O TREM, A MOÇA E O JUMENTO

Passei a noite viajando, a estrada era tensa, eu estava tenso, o mundo era tenso. Estrada mal sinalizada, a mata adentrando o asfalto, sinalização quase imperceptível, o caos. A qualquer momento um quadrúpedes invadiria a estrada e o menor prejuízo seria material.

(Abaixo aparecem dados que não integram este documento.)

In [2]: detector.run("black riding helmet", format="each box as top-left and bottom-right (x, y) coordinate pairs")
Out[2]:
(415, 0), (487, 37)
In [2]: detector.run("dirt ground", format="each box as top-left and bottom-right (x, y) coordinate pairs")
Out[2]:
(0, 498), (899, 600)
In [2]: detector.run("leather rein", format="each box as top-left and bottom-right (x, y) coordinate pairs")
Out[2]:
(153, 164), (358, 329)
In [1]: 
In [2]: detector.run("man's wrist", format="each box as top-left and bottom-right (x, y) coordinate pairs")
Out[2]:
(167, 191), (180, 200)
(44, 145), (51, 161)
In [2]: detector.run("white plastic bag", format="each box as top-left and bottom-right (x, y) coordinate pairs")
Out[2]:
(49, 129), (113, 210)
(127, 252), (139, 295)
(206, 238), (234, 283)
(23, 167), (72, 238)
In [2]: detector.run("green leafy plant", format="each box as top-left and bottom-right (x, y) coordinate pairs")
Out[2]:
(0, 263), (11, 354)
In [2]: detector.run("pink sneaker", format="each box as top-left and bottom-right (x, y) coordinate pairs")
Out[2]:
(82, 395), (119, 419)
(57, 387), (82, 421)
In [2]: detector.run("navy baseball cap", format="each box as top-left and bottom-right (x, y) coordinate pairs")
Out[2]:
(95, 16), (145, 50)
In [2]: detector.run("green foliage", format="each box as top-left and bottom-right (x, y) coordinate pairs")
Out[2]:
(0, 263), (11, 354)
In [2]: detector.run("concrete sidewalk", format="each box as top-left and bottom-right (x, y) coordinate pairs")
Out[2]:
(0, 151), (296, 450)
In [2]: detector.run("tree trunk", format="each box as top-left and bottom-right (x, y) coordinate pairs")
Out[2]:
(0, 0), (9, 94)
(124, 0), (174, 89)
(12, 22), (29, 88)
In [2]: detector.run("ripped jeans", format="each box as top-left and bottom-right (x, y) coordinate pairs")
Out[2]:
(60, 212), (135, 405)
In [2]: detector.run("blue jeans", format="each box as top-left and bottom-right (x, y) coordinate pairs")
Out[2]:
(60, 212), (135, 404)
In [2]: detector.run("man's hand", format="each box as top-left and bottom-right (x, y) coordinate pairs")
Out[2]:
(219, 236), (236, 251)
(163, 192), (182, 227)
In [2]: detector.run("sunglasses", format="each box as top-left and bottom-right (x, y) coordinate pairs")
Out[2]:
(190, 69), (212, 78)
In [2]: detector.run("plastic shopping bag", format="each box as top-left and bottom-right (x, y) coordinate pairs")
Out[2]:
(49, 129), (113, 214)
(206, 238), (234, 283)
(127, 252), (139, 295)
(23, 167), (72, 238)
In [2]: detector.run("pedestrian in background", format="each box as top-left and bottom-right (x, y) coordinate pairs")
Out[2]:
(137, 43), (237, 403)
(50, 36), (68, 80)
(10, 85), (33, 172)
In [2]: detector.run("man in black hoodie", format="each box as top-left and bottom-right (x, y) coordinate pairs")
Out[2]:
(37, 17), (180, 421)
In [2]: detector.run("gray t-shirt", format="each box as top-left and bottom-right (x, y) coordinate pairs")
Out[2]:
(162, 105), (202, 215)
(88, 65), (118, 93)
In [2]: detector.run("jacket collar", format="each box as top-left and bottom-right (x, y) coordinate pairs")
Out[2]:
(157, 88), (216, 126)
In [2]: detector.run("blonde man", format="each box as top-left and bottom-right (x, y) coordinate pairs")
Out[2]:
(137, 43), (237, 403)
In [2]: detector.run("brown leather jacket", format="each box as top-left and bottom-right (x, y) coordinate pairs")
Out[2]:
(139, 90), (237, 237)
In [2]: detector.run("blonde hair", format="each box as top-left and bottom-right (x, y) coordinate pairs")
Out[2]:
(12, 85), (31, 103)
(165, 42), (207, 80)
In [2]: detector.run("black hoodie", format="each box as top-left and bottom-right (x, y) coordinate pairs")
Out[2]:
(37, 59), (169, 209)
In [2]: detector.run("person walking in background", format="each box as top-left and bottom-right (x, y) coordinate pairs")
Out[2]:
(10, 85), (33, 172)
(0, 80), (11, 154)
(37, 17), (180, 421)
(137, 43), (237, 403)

Com a ajuda divina chegamos ao destino, fazenda Cajazeiras, de propriedade de dona Francisquinha, por coincidência minha vó, que por mais coincidência ainda, eu o neto que ela mais amava. Eram quase quatro horas da manhã, o frio habitava a região e a poeira não saia da estrada, a luz se ficava no ponto onde ela estava, descemos rapidamente e se dirigimos para os aposentos, onde a baladeira já estava armada, dentro um lençol, com cheiro de ferro passado. Deitei do jeito que estava, comecei a pedalar e pensar na morte da bezerra, isso já beirava o raiar do dia, o sono veio de repente, eu já estava sonhando com uma viaje de trem, era uma moça linda que diria pra mim, ela estava comendo uvas, vendidas em Baturité, ela sorria para mim, quando de repente o trem apitou, era um apito estranho, muito diferente, e continuou a apitar, ficando quase como um som desagradável, diria muito que desagradável, continuou apitando até eu me acordar. Aí percebi que não era apito de trem, era sim um jumento relinchando na minha janela, anunciando o amanhecer, para a jumenta na roça ao lado, a exatos dois quilômetros. Bem na minha janela. Abri e dei uma lapada nele com uma corda da baladeira, ele rodou o rabo, deu dois coices no mundo, um peido pro céu e desceu a estrada. Jumento filho de uma égua, pensei. Me acordou. Bem no melhor do sonho. Senti o cheiro de café vindo da cozinha, já era hora de se levantar.